Lukas schreibt davon, das die Menschen, die bei der Kreuzigung Jesu zuschauten, davon berührt in ihre Häuser zurückkehrten. Die Predigt greift das Motiv eines Schauspiels auf, das einen in den Bann zieht und verändert.

Predigttext (Lukas 23,33-49)
33 Und als sie kamen an die Stätte, die da heißt Schädelstätte, kreuzigten sie ihn dort und die Übeltäter mit ihm, einen zur Rechten und einen zur Linken.
34 Jesus aber sprach: Vater, vergib ihnen; denn sie wissen nicht, was sie tun! Und sie verteilten seine Kleider und warfen das Los darum.
35 Und das Volk stand da und sah zu. Aber die Oberen spotteten und sprachen: Er hat andern geholfen; er helfe sich selber, ist er der Christus, der Auserwählte Gottes.
36 Es verspotteten ihn auch die Soldaten, traten herzu und brachten ihm Essig
37 und sprachen: Bist du der Juden König, so hilf dir selber!
38 Es war aber über ihm auch eine Aufschrift: Dies ist der Juden König.
39 Aber einer der Übeltäter, die am Kreuz hingen, lästerte ihn und sprach: Bist du nicht der Christus? Hilf dir selbst und uns!
40 Da antwortete der andere, wies ihn zurecht und sprach: Fürchtest du nicht einmal Gott, der du doch in gleicher Verdammnis bist?
41 Wir sind es zwar mit Recht, denn wir empfangen, was unsre Taten verdienen; dieser aber hat nichts Unrechtes getan.
42 Und er sprach: Jesus, gedenke an mich, wenn du in dein Reich kommst!
43 Und Jesus sprach zu ihm: Wahrlich, ich sage dir: Heute wirst du mit mir im Paradies sein.
44 Und es war schon um die sechste Stunde, und es kam eine Finsternis über das ganze Land bis zur neunten Stunde,
45 und die Sonne verlor ihren Schein, und der Vorhang des Tempels riss mitten entzwei.
46 Und Jesus rief laut: Vater, ich befehle meinen Geist in deine Hände! Und als er das gesagt hatte, verschied er.
47 Als aber der Hauptmann sah, was da geschah, pries er Gott und sprach: Fürwahr, dieser Mensch ist ein Gerechter gewesen!
48 Und als alles Volk, das dabei war und zuschaute, sah, was da geschah, schlugen sie sich an ihre Brust und kehrten wieder um.
49 Es standen aber alle seine Bekannten von ferne, auch die Frauen, die ihm aus Galiläa nachgefolgt waren, und sahen das alles.

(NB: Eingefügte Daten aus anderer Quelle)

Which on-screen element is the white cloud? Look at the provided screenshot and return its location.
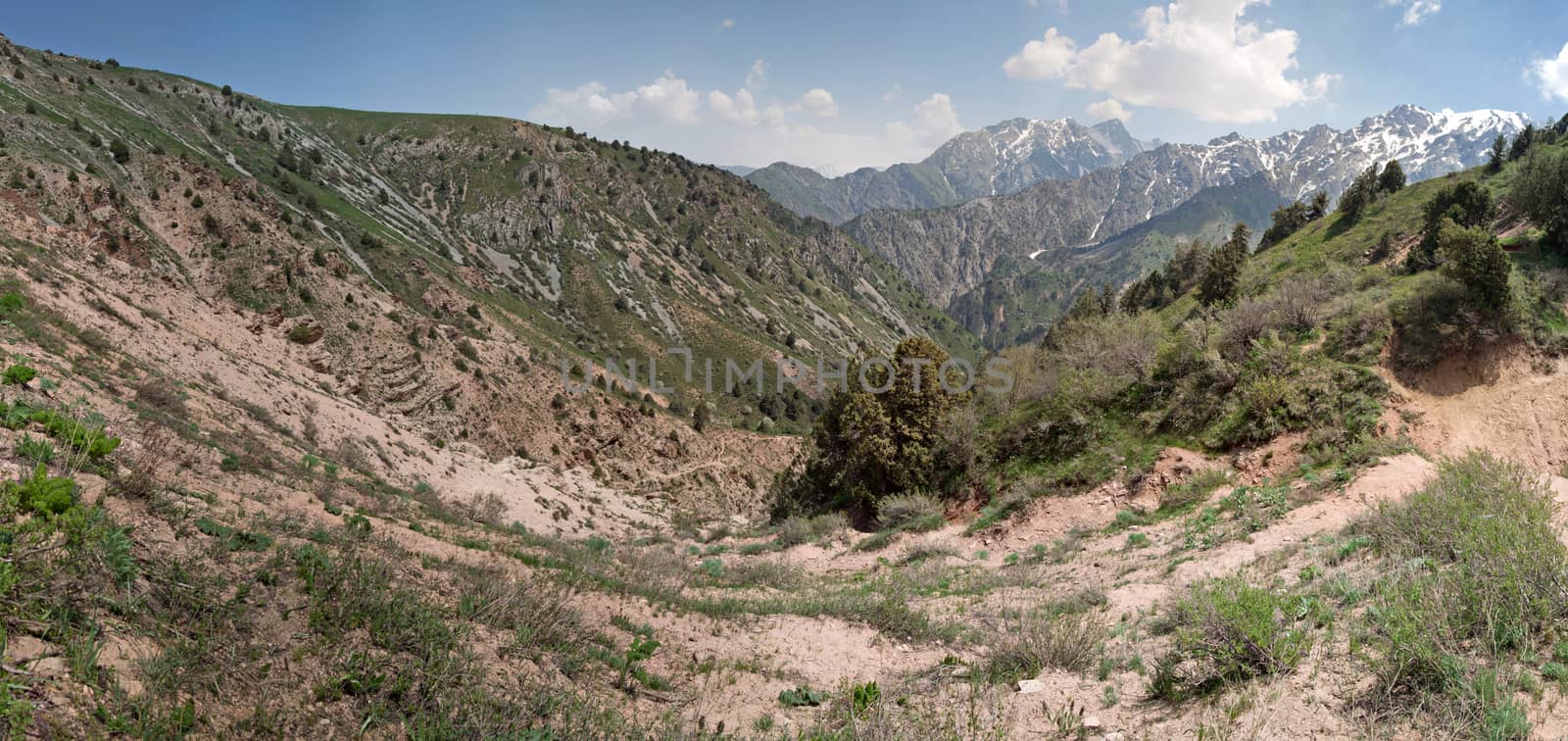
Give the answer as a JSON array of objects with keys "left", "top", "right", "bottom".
[
  {"left": 1383, "top": 0, "right": 1443, "bottom": 25},
  {"left": 1002, "top": 28, "right": 1077, "bottom": 80},
  {"left": 795, "top": 88, "right": 839, "bottom": 118},
  {"left": 528, "top": 73, "right": 703, "bottom": 125},
  {"left": 1002, "top": 0, "right": 1336, "bottom": 124},
  {"left": 747, "top": 60, "right": 768, "bottom": 93},
  {"left": 1527, "top": 44, "right": 1568, "bottom": 101},
  {"left": 708, "top": 89, "right": 762, "bottom": 125},
  {"left": 888, "top": 93, "right": 964, "bottom": 154},
  {"left": 708, "top": 88, "right": 784, "bottom": 125},
  {"left": 1085, "top": 97, "right": 1132, "bottom": 123}
]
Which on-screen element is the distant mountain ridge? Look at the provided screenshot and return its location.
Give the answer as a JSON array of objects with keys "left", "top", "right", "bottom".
[
  {"left": 745, "top": 118, "right": 1148, "bottom": 222},
  {"left": 844, "top": 105, "right": 1529, "bottom": 348}
]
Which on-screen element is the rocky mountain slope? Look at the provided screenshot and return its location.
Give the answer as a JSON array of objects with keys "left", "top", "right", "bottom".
[
  {"left": 844, "top": 105, "right": 1526, "bottom": 346},
  {"left": 747, "top": 118, "right": 1148, "bottom": 222},
  {"left": 0, "top": 34, "right": 969, "bottom": 454},
  {"left": 947, "top": 174, "right": 1281, "bottom": 349},
  {"left": 0, "top": 28, "right": 1568, "bottom": 739}
]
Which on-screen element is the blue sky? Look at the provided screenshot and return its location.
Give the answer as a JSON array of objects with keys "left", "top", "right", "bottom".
[{"left": 9, "top": 0, "right": 1568, "bottom": 170}]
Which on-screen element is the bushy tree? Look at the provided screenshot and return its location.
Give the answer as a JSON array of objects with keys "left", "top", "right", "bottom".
[
  {"left": 692, "top": 400, "right": 711, "bottom": 431},
  {"left": 1165, "top": 238, "right": 1209, "bottom": 297},
  {"left": 1257, "top": 201, "right": 1312, "bottom": 251},
  {"left": 1508, "top": 124, "right": 1535, "bottom": 162},
  {"left": 1508, "top": 148, "right": 1568, "bottom": 250},
  {"left": 1061, "top": 289, "right": 1105, "bottom": 321},
  {"left": 774, "top": 337, "right": 954, "bottom": 524},
  {"left": 1306, "top": 190, "right": 1328, "bottom": 222},
  {"left": 1377, "top": 160, "right": 1405, "bottom": 193},
  {"left": 1405, "top": 180, "right": 1497, "bottom": 272},
  {"left": 1438, "top": 220, "right": 1513, "bottom": 316},
  {"left": 1198, "top": 222, "right": 1252, "bottom": 306},
  {"left": 1339, "top": 162, "right": 1382, "bottom": 222}
]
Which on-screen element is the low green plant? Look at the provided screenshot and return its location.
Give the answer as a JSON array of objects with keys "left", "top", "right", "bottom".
[
  {"left": 16, "top": 433, "right": 55, "bottom": 464},
  {"left": 616, "top": 636, "right": 659, "bottom": 689},
  {"left": 0, "top": 363, "right": 37, "bottom": 386},
  {"left": 1151, "top": 576, "right": 1314, "bottom": 700},
  {"left": 779, "top": 684, "right": 826, "bottom": 708},
  {"left": 3, "top": 464, "right": 76, "bottom": 515},
  {"left": 850, "top": 681, "right": 881, "bottom": 716}
]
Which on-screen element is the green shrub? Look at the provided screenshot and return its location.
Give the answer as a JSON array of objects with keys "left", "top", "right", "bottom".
[
  {"left": 779, "top": 684, "right": 826, "bottom": 708},
  {"left": 0, "top": 365, "right": 37, "bottom": 386},
  {"left": 1151, "top": 576, "right": 1314, "bottom": 699},
  {"left": 876, "top": 495, "right": 944, "bottom": 532},
  {"left": 850, "top": 681, "right": 881, "bottom": 716},
  {"left": 16, "top": 433, "right": 55, "bottom": 464},
  {"left": 982, "top": 613, "right": 1105, "bottom": 683},
  {"left": 1209, "top": 336, "right": 1388, "bottom": 447},
  {"left": 1369, "top": 452, "right": 1568, "bottom": 666},
  {"left": 5, "top": 464, "right": 76, "bottom": 515}
]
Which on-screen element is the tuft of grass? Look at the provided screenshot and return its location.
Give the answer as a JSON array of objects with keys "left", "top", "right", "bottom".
[
  {"left": 978, "top": 613, "right": 1105, "bottom": 684},
  {"left": 1367, "top": 452, "right": 1568, "bottom": 738},
  {"left": 1150, "top": 576, "right": 1314, "bottom": 702}
]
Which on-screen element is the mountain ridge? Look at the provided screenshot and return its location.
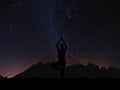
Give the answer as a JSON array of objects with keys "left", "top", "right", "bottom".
[{"left": 14, "top": 62, "right": 120, "bottom": 79}]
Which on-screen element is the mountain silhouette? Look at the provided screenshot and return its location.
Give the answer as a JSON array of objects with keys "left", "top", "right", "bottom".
[{"left": 14, "top": 62, "right": 120, "bottom": 79}]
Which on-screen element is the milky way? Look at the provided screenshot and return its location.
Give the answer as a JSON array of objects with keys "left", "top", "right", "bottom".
[{"left": 0, "top": 0, "right": 120, "bottom": 77}]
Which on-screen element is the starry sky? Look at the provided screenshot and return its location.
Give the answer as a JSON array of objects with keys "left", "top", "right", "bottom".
[{"left": 0, "top": 0, "right": 120, "bottom": 77}]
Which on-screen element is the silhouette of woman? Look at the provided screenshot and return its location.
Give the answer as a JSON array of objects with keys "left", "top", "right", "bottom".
[{"left": 52, "top": 37, "right": 67, "bottom": 79}]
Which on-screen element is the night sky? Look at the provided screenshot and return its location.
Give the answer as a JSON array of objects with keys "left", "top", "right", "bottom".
[{"left": 0, "top": 0, "right": 120, "bottom": 77}]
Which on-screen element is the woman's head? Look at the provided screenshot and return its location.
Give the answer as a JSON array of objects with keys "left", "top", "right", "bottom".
[{"left": 60, "top": 43, "right": 64, "bottom": 49}]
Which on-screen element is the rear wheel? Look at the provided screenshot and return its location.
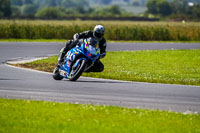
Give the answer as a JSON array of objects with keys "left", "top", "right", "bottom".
[
  {"left": 69, "top": 60, "right": 86, "bottom": 81},
  {"left": 53, "top": 67, "right": 63, "bottom": 80}
]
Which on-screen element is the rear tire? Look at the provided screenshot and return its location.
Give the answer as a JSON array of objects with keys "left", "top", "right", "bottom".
[
  {"left": 53, "top": 68, "right": 63, "bottom": 80},
  {"left": 69, "top": 60, "right": 87, "bottom": 81}
]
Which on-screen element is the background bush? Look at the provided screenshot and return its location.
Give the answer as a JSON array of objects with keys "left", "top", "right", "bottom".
[{"left": 0, "top": 20, "right": 200, "bottom": 41}]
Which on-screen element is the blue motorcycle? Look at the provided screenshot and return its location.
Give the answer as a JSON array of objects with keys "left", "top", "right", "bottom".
[{"left": 53, "top": 38, "right": 100, "bottom": 81}]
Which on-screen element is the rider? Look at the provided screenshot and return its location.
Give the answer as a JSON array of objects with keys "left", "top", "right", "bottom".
[{"left": 57, "top": 25, "right": 107, "bottom": 72}]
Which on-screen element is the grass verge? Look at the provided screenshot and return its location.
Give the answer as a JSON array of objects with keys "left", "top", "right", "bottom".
[
  {"left": 14, "top": 50, "right": 200, "bottom": 86},
  {"left": 0, "top": 99, "right": 200, "bottom": 133},
  {"left": 0, "top": 38, "right": 200, "bottom": 43}
]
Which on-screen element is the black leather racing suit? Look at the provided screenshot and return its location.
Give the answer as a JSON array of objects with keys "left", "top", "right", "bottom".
[{"left": 58, "top": 31, "right": 107, "bottom": 72}]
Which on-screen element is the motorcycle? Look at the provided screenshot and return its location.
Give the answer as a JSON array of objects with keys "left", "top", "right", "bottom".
[{"left": 53, "top": 37, "right": 100, "bottom": 81}]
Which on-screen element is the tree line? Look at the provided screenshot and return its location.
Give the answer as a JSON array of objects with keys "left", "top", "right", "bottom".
[
  {"left": 0, "top": 0, "right": 200, "bottom": 20},
  {"left": 147, "top": 0, "right": 200, "bottom": 20}
]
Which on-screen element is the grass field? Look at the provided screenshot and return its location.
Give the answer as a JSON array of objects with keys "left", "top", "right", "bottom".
[
  {"left": 0, "top": 99, "right": 200, "bottom": 133},
  {"left": 15, "top": 50, "right": 200, "bottom": 86},
  {"left": 0, "top": 20, "right": 200, "bottom": 41}
]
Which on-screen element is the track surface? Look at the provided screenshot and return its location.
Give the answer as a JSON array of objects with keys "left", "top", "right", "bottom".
[{"left": 0, "top": 42, "right": 200, "bottom": 112}]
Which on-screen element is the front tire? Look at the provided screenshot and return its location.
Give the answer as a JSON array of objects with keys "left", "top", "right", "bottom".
[
  {"left": 69, "top": 60, "right": 87, "bottom": 81},
  {"left": 53, "top": 67, "right": 63, "bottom": 80}
]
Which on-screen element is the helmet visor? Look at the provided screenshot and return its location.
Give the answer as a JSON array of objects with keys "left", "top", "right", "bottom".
[{"left": 94, "top": 32, "right": 104, "bottom": 38}]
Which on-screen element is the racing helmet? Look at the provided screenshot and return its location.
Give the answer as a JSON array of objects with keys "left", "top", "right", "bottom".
[{"left": 93, "top": 25, "right": 105, "bottom": 39}]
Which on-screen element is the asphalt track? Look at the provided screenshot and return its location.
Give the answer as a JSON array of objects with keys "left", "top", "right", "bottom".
[{"left": 0, "top": 42, "right": 200, "bottom": 112}]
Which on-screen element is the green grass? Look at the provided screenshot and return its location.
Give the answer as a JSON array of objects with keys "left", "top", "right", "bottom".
[
  {"left": 0, "top": 20, "right": 200, "bottom": 41},
  {"left": 0, "top": 99, "right": 200, "bottom": 133},
  {"left": 18, "top": 50, "right": 200, "bottom": 86},
  {"left": 0, "top": 39, "right": 200, "bottom": 43}
]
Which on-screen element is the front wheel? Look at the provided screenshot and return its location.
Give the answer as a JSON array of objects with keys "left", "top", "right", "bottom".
[{"left": 69, "top": 60, "right": 86, "bottom": 81}]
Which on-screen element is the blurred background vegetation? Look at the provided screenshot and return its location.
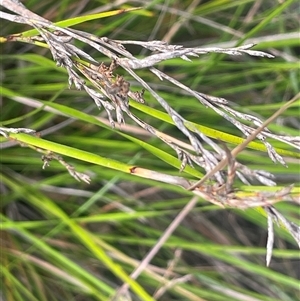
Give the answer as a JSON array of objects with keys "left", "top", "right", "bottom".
[{"left": 0, "top": 0, "right": 300, "bottom": 301}]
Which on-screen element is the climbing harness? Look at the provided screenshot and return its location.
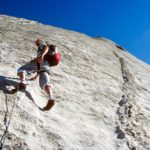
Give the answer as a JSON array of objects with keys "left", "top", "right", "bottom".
[{"left": 0, "top": 87, "right": 19, "bottom": 150}]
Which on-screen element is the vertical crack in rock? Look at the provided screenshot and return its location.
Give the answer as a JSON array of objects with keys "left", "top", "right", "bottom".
[{"left": 114, "top": 52, "right": 149, "bottom": 150}]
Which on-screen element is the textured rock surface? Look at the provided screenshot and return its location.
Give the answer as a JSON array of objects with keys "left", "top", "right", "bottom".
[{"left": 0, "top": 16, "right": 150, "bottom": 150}]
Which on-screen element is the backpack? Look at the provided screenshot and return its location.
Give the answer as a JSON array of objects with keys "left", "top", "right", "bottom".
[{"left": 45, "top": 44, "right": 60, "bottom": 67}]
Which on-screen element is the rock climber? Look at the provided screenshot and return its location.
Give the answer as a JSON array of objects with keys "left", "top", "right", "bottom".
[{"left": 17, "top": 39, "right": 55, "bottom": 111}]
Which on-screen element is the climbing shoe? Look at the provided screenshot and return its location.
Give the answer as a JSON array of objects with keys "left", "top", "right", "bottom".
[
  {"left": 43, "top": 100, "right": 55, "bottom": 111},
  {"left": 18, "top": 83, "right": 26, "bottom": 92}
]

Lukas macht Golgatha zur Bühne

Liebe Gemeinde,
„es standen aber alle von ferne und sahen das alles” – So endet dieser Abschnitt aus dem Lukasevangelium.

Kaiphas, Maria, Judas, die Priester und Soldaten, das Volk von Jerusalem, Männer, Frauen und Kinder. Sie stehen herum und schauen sich das alles an.
Unter ihnen auch welche aus Brunn und Wilhelmsdorf, aus Emskirchen, Neustadt und Bad Windsheim – sie alles stehen/standen heute Nachmittag herum, wenn im Freilandmuseum in Bad Windsheim, die Passionsspielgemeinschaft Marktbergel die letzten Stunden Jesu darstellt.
Jesu Kreuzigung als ein Bühnenstück!
Das hat lange Tradition. Seit 1634 gibt es die Passionsspiele in Oberammergau, die alle zehn Jahre das Leiden Jesu aufwändig auf die Bühne bringen.

Aber: Kann man das eigentlich darstellen – was damals mit Jesus geschehen ist?
Ist das nicht zu schrecklich und zu einmalig – so dass es sich dem „Nachspielen” entzieht?
Darüber könnte man lange und kontrovers diskutieren. Aber dann schaue ich auf das, was der Evangelist Lukas hier geschrieben hat. Und ich merke: Er hat den Tod Jesu fast wie ein Bühnenstück geschrieben. Da geschieht etwas – und es gibt Zuschauer. Menschen die selbst keine aktive Rolle haben, sondern wirklich nur bei dem allen zusehen. Manche sind bewusst Jesus auf dem Weg nach Golgatha gefolgt, andere vielleicht nur zufällig dort an der Stelle vor den Toren der Stadt.
Zuschauer sind sie – aber keine Smartphone-Gaffer, die das auch noch fotografieren und per WhatsApp teilen. Sondern sie werden davon berührt: „Und als alles Volk, das dabei war und zuschaute, sah, was da geschah, schlugen sie sich an ihre Brust und kehrten wieder um.”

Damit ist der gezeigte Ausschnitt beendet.